Attente à une entrée de péage d’autoroute, personne ne s’arrêtera : je dors dans un hôtel pas loin et reprendrai le lendemain matin pour enfin voir un couple formidable s’arrêter et m’emmener à Clermont-Ferrand

Puis mon périple à été plus difficile, parce que le stop n’a pas aussi bien marché la deuxième journée et que j’ai pris du retard, du coup j’ai aussi pris des bus : de Clermont-Ferrand à Montpellier et de Montpellier à Perpignan. J’avais un rendez-vous à Leucate le 1er septembre pour récupérer mes affaires de voiles. Dont je n’aurai pas besoin, j’ai appris que les bottes et le ciré ne sont pas utiles pour traverser l’Atlantique à l’automne. Mais à Leucate ça a été un vrai bonheur : grâce à couchsurfing j’ai été hébergée par Sebastien chez qui j’ai aussi fait la connaissance de Florence, une amie qui travaille avec lui. Je les ai quitté ce matin après avoir passé deux jours avec eux et j’ai l’impression qu’on se connait depuis longtemps et qu’on se reverra plus tard. C’était magique. Sébastien ne m’a pas seulement hébergée et bien nourrie, il m’a aidée à récupérer mes affaires, avait accepté de réceptionner un colis que j’avais demandé à ma mère, et a accepté de garder ces fameuses affaires inutiles en attendant que je les récupère.

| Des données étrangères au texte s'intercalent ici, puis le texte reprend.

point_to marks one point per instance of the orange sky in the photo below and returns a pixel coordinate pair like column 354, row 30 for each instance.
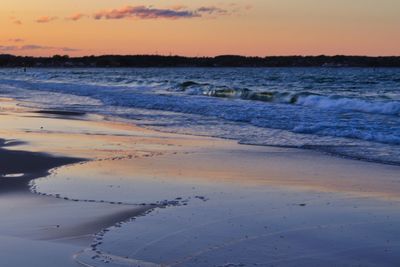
column 200, row 28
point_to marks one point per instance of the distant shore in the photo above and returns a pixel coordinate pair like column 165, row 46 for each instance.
column 115, row 61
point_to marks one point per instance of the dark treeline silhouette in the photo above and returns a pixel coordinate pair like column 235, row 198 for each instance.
column 179, row 61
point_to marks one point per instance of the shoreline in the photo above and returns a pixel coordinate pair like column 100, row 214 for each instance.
column 145, row 166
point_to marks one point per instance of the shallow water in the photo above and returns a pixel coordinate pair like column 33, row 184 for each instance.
column 345, row 111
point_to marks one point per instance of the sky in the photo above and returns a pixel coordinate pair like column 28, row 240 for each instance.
column 200, row 27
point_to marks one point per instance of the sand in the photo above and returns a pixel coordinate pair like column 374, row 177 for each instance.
column 212, row 202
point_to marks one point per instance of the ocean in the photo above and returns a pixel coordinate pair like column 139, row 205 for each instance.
column 347, row 112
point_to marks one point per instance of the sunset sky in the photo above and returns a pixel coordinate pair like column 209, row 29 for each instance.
column 200, row 27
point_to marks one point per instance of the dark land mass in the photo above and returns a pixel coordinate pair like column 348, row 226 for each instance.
column 178, row 61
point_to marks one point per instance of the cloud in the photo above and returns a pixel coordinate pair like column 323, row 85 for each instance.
column 76, row 17
column 143, row 12
column 46, row 19
column 13, row 48
column 6, row 48
column 212, row 10
column 16, row 40
column 15, row 20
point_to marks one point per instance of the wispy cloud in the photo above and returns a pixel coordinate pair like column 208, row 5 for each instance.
column 145, row 12
column 76, row 17
column 16, row 40
column 46, row 19
column 15, row 20
column 30, row 47
column 6, row 48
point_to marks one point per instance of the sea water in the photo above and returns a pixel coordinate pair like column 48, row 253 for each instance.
column 352, row 112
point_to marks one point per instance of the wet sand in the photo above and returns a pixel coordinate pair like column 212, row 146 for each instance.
column 227, row 192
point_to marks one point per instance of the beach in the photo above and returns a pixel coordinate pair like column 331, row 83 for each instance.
column 81, row 189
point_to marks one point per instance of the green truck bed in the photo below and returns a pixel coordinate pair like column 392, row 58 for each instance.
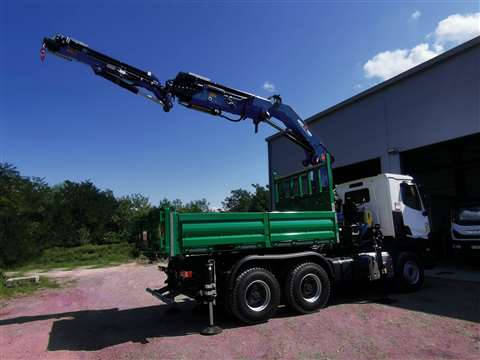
column 193, row 233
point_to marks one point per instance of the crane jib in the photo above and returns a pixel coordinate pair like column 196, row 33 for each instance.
column 193, row 91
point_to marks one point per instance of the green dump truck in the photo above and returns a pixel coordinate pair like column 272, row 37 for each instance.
column 250, row 263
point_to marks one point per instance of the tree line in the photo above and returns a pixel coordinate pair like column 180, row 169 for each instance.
column 35, row 216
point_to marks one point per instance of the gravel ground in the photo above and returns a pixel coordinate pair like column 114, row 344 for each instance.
column 106, row 314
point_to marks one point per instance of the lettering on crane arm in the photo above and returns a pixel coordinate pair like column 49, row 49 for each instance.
column 304, row 126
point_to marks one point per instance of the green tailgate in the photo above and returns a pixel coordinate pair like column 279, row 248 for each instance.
column 188, row 233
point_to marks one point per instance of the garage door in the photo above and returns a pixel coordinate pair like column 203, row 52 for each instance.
column 448, row 172
column 356, row 171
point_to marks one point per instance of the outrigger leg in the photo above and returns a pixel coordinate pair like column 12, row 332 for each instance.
column 209, row 294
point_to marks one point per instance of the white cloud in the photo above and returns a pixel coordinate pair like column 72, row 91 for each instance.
column 451, row 31
column 387, row 64
column 457, row 28
column 267, row 85
column 415, row 15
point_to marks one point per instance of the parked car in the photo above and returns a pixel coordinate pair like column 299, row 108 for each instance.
column 465, row 226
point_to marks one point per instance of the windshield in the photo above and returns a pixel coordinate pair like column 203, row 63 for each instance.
column 468, row 215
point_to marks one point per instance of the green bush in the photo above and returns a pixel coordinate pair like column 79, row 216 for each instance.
column 84, row 255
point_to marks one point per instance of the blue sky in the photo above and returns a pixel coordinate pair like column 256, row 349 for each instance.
column 59, row 121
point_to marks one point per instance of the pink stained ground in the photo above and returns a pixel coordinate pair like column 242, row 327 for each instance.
column 106, row 314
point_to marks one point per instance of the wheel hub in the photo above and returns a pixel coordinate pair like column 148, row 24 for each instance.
column 257, row 295
column 310, row 287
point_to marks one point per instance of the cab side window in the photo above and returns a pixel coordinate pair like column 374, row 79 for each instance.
column 360, row 196
column 410, row 196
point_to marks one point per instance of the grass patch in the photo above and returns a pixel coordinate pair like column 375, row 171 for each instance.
column 26, row 288
column 85, row 255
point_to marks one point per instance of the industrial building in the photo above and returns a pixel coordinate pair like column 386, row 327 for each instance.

Fin de journée à Fitou près de Leucate

Au final, j’ai beaucoup aimé cette traversée de la France. Je l’ai vécue comme telle, un déplacement. Je ne me suis pas attardée dans une ville. Sauf à Montpellier où j’ai cherché à acheter du matériel à la Fnac. J’ai beaucoup aimé reparler une langue que je comprends et que je manie. Les échanges ont été plus intéressant encore. Trois personnes magnifiques m’ont ouvert leur porte, hébergé et nourri ; je suis très touchée par ces rencontres et les richesses que j’ai pu y découvrir. J’ai quatre nouveaux amis.

Soirée Tango à Montpellier

Très touchée aussi par les personnes qui m’ont prise en stop, faisant des longs détours parfois, me racontant leur part du monde. C’est assez étonnant le stop, être au bord de la route et recevoir une multitude de regards : des étonnés, des apitoyés, des moqueurs, des apeurés, des dégoûtés, des méprisant, et des pas de regard du tout. A me demander si je ne suis pas minable et débile de faire ça. Et puis une voiture s’arrête et je bascule dans un monde où tout est normal, on me fait de la place, on raconte nos vies, on me laisse où c’est le mieux pour continuer, bonne chance et à la prochaine. Quand je fais du stop je n’espère pas que les voitures s’arrêtent, j’attends qu’une personne qui partage la même normalité que moi passe par là : elle s’arrêtera. Et ces personnes peuvent être de tout âge et de tout milieu social. Je revois complètement mes a priori sur les gens, mes cases de rangement changent, commencent à s’effacer et ça m’émerveille. C’est pour ça que je veux voir les gens et le monde, pour qu’ils gomment les idées que je m’en fais et me montrent leur vrai visage, qui est la majorité du temps magnifique.

Dans un patio de musée à Perpignan

Du fait de connaître le pays ou du moins la langue et les codes j’ai été plus à l’aise et j’ai mué intérieurement. Je me sens beaucoup plus une voyageuse à présent. Je ne suis pas en vacances, je ne suis pas une touriste, je ne visite pas. Je voyage. Je suis nomade. Mes attaches géographiques s’effacent, je ne me sens pas loin de, je suis là où je suis, en sécurité avec moi-même et pour la première fois de ma vie je commence à me sentir en sécurité avec les autres. Tous ces autres qui font mon voyage, m’accueillent, me déplacent. Le stop et le couchsurfing sont comme des onguents sur mon âme qui calment l’inflammation, la fragilité sensible que j’avais aux contacts des autres. En remettant des bouts de ma vies entre les mains des autres et en voyant les merveilles qu’ils en font je suis de plus en plus rassurée intérieurement, et c’est aussi avec moi que je me réconcilie.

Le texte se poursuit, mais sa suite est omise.